The IMF warned Latin America on Saturday that economies across the region are overheating and Canada urged policymakers not to underestimate the risks from rising inflation.
The calls for caution contrasted with an upbeat mood among many Latin American policymakers gathered in Canada for an annual meeting of the Inter-American Development Bank.
Countries such as Brazil and Chile are enjoying sustained strong economic growth, propelled by healthy demand for commodity exports and double-digit expansion of bank lending to consumers.
Photo: Reuters
However, the head of the IMF said that many Latin American economies are growing too quickly, putting pressure on a region where some countries -suffered -hyperinflation a few decades ago.
“In many of them there are worrisome signs of overheating,” IMF managing director Dominique Strauss-Kahn said in a blog, adding that a credit boom created the risk of asset price bubbles.

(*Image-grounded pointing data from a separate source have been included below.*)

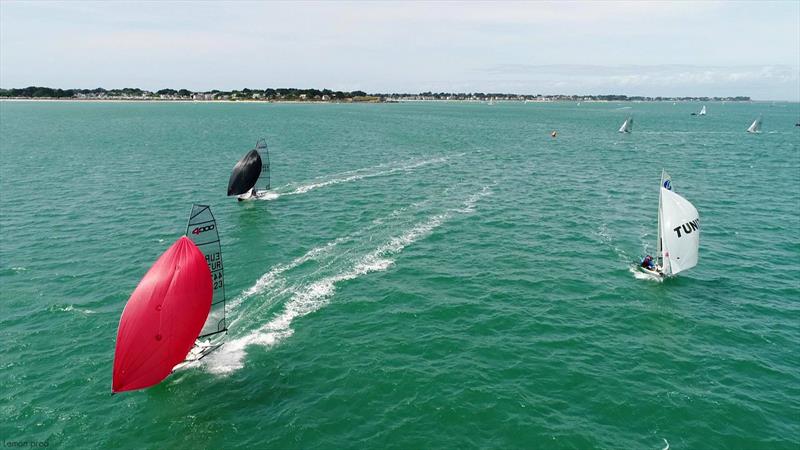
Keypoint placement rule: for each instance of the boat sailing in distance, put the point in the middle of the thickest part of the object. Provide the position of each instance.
(627, 126)
(250, 178)
(175, 311)
(678, 240)
(755, 127)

Latin America’s economy will likely grow 4.5 percent this year after expanding 6.1 percent last year, the Institute of International Finance said.

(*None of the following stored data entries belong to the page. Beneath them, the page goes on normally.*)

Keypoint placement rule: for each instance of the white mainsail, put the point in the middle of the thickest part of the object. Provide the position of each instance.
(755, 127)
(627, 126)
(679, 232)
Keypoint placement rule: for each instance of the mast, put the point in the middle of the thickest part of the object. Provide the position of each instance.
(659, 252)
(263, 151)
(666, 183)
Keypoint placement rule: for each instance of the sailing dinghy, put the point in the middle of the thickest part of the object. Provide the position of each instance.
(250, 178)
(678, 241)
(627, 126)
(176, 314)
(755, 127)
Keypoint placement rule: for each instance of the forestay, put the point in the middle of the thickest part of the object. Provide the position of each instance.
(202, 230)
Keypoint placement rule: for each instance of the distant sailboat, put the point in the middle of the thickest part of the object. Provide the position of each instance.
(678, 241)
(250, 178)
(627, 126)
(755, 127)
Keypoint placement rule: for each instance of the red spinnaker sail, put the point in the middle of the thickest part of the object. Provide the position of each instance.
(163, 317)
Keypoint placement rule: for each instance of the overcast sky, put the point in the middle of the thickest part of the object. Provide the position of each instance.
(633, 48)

In Brazil, house prices in some cities have nearly doubled in just two years and the country’s currency has strengthened nearly 10 percent since March last year.
Bank of Canada Governor Mark Carney said the commodity boom may last longer than many expect, fueled by surging demand from emerging economies such as China and India.
“It’s a mistake to chalk this all up to cyclical” factors, Carney said, referring to the argument that prices for raw materials such as copper and grains have risen only because of an upswing in the global business cycle.
“We’re in an environment that is probably going to be with us for several decades,” he said during a panel discussion.
US Treasury Secretary Timothy Geithner flew into Canada’s snowy west for the meeting, but made no public remarks.
While the world recovers from recession, nations have clashed over foreign exchange policy as many countries adjust to ultra-low US interest rates and China’s reluctance to let the yuan appreciate freely. Investors seeking higher yields have snatched up Latin American stocks and bonds.
Several countries in Latin America have seen an uptick in inflation caused by high prices for food and other commodities. Brazil’s inflation rate topped 6 percent last month for the first time since November 2008.
Policymakers have said the rise will be temporary and worry boosting rates could exacerbate the problem of too much money pouring into their economies, which hurts exports by boosting the value of their currencies.
“Monetary policy is not enough,” said Uruguayan central bank chief Mario Bergara, who was on the same panel as Carney.
The Canadian, however, appeared unsettled by the view.
“Can I jump in on this? I’m a little nervous where we are headed,” Carney said.
“Monetary policy has to deal with inflationary pressures, first and foremost,” he said.
He said that misguided policies in emerging markets for dealing with high inflation and a flood of capital could lead to financial instability and weak global economic growth.
“That’s where one can make pretty big mistakes and delay too much, both on the monetary side, or on the pretty fundamental structural reforms,” he said.
“Argentina is growing very strongly, well above the global average,” Argentine Minister of the Economy Amado Boudou said.
After Argentina’s economy surged 9.2 percent last year, the government says inflation is running at 10 percent. Boudou declined to comment on private-sector estimates showing inflation closer to 25 percent.